Investigators from the Chronic Renal Insufficiency Cohort (CRIC) Study and the African American Study of Kidney Disease and Hypertension (AASK) published joint results online in the New England Journal of Medicine at (http://www.nejm.org), which will appear in the Dec. 5, 2013 print issue.
The impact of the gene variant - known as APOL1 - on risk for and rate of CKD progression was consistent in both studies, regardless of whether patients maintained good blood pressure control or had diabetes. High blood pressure and diabetes are major risk factors for CKD and its progression to kidney failure.
"We now know that the APOL1 gene variant is independently associated with a more aggressive course of disease. This finding tells us that different treatment strategies should be studied, so that we may one day delay or prevent kidney failure among people with this genetic risk," said Paul Kimmel, M.D., director of the Kidney Translational Genetics Program at the NIH's National Institute of Diabetes and Digestive and Kidney Diseases (NIDDK).
"Now that the importance of the gene is known, clinicians could potentially genotype - or map the genes - of African-Americans with CKD to assess their risk for disease progression," said Afshin Parsa, M.D., a nephrologist at the University of Maryland School of Medicine in Baltimore and a CRIC Study investigator. "This discovery provides direct evidence that African-Americans with established CKD and the APOL1 risk gene variant experience a faster decline in kidney function compared to their white counterparts, irrespective in most cases of what caused their kidney disease."

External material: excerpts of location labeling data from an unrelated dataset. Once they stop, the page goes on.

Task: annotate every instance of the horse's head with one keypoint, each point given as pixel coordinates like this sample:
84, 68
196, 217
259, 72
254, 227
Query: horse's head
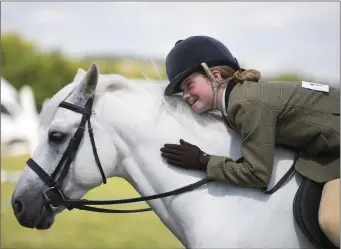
65, 163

Parsa and Linda Kao, Ph.D., a geneticist from the Johns Hopkins Bloomberg School of Public Health in Baltimore and the AASK Study Group, co-led the research.
The discovery builds on landmark 2008 research by NIH kidney specialist Dr. Jeffrey Kopp and others, led by Dr. Martin Pollak at The Laboratory of Inherited Kidney Disease at Beth Israel Deaconess Medical Center and Harvard Medical School in Boston, which found the APOL1 gene variant to be a risk factor for kidney disease that wasn't associated with diabetes.

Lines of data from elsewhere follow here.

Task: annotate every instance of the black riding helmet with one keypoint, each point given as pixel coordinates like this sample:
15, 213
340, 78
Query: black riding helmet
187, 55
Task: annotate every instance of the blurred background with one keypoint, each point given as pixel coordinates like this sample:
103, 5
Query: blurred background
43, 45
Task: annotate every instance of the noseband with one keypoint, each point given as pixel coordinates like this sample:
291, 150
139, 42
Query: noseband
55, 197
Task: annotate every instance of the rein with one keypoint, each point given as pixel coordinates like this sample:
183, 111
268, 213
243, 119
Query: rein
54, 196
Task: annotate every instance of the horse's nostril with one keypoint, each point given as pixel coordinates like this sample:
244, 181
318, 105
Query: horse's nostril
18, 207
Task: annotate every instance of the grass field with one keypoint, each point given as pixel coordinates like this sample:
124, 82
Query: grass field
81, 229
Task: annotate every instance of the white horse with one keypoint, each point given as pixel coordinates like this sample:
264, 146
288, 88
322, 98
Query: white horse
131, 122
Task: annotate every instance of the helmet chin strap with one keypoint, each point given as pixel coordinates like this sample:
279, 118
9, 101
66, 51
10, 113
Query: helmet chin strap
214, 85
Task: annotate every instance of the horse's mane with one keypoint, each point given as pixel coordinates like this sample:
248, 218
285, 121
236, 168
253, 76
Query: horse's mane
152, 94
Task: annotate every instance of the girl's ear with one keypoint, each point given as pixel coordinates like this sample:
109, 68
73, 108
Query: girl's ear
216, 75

An estimated 20 million or more American adults have CKD, and over 400,000 people in the United States and 2 million worldwide depend on dialysis to treat kidney failure. Although exceedingly rare in white people, the APOL1 gene variant is found in 13 to15 percent of African-Americans.

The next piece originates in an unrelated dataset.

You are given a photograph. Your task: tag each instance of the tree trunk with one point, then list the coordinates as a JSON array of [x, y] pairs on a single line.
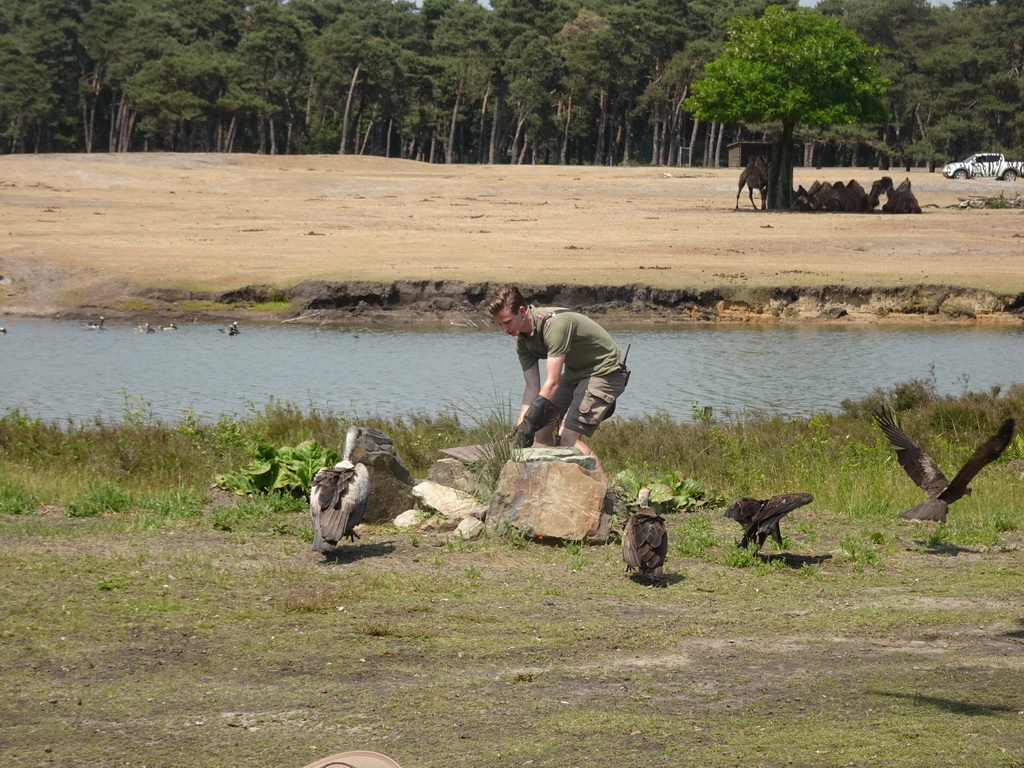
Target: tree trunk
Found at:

Some have speculated that it evolved to protect against one of the two forms of African sleeping sickness, a lethal parasitic disease transmitted by the tsetse fly.
The CRIC study (http://www.cristudy.org) is one of the largest and longest ongoing studies of CKD epidemiology in the United States (ClinicalTrials.gov number: NCT00304148 (http://clinicaltrials.gov/ct2/show/NCT00304148?term=NCT00304148&rank=1)). It is supported under NIH grants U01DK060990, U01 DK60980, U01 DK60902, U01 DK61021, U01 DK61022, U01 DK60963, U01 DK61028 and U01 DK60984. CRIC recently embarked on an expansion to add more than 1,500 patients over the next five years, increasing the study's total size to approximately 5,500.
AASK is the largest and longest completed study of chronic kidney disease (CKD) in African-Americans. Beginning as a randomized clinical trial in 1995, the investigation was completed in 2007 as a cohort study.